Across the Four Kingdoms, various other people are also doing various other things to support, exploit, betray, suborn, and otherwise interact productively with the war effort and such crises as always emerge from such things; others are used as catspaws in some of these efforts, almost always to their misfortune, and Tok Rockbrand happens to be one of these few when her wagon is destroyed by riots in Thoxen. She barely escapes with her life and spends a few days reconsidering her career before realizing that she prefers death to boredom; subsequently, she returns to her appointed Guild hall, and expresses her discontent to her coordinating representative by the simple expedient of an axe to the face. The resulting reprisals, counter-reprisals, and general breakdown of civilization within the Merchant's Guild and its factions make life very interesting for almost everyone, particularly when the Rockbrand Union succeeds in a pitched assault on a fortified guild fortress and discovers that several of the Merchant's Council are undercover demons.
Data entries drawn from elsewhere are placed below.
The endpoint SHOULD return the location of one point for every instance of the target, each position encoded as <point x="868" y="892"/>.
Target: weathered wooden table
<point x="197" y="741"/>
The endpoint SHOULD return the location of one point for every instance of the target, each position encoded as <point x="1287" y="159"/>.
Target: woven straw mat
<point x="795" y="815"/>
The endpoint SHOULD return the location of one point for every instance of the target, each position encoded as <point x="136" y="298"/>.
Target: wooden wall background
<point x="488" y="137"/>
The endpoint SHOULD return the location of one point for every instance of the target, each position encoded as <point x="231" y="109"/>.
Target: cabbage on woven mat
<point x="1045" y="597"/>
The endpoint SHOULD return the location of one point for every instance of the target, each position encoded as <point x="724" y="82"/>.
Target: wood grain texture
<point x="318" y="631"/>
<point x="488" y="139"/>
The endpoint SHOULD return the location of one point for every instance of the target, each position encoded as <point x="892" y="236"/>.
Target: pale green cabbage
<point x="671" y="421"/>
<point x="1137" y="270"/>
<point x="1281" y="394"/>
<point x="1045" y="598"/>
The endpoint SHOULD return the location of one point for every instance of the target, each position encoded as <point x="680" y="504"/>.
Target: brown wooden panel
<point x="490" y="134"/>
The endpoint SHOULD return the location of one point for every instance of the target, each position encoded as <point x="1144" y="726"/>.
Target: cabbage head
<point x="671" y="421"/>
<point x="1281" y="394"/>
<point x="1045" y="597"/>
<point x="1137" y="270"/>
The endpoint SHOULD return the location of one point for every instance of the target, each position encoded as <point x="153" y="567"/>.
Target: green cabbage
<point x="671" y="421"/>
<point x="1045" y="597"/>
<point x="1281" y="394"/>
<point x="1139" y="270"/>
To describe what follows as a spine-breaking whiplash of supply and demand is a bit of an understatement, but the eventual summary is that most of the economy of the Four Kingdoms collapses; this will have exceedingly dire consequences for the logistics of the war if anyone survives the Battle of the Forest of Corpses.
In his tent, Topher Bailey sleeps the sleep of someone who knows absolutely none of this, and is the happier for it. His ignorance has roughly six hours to live.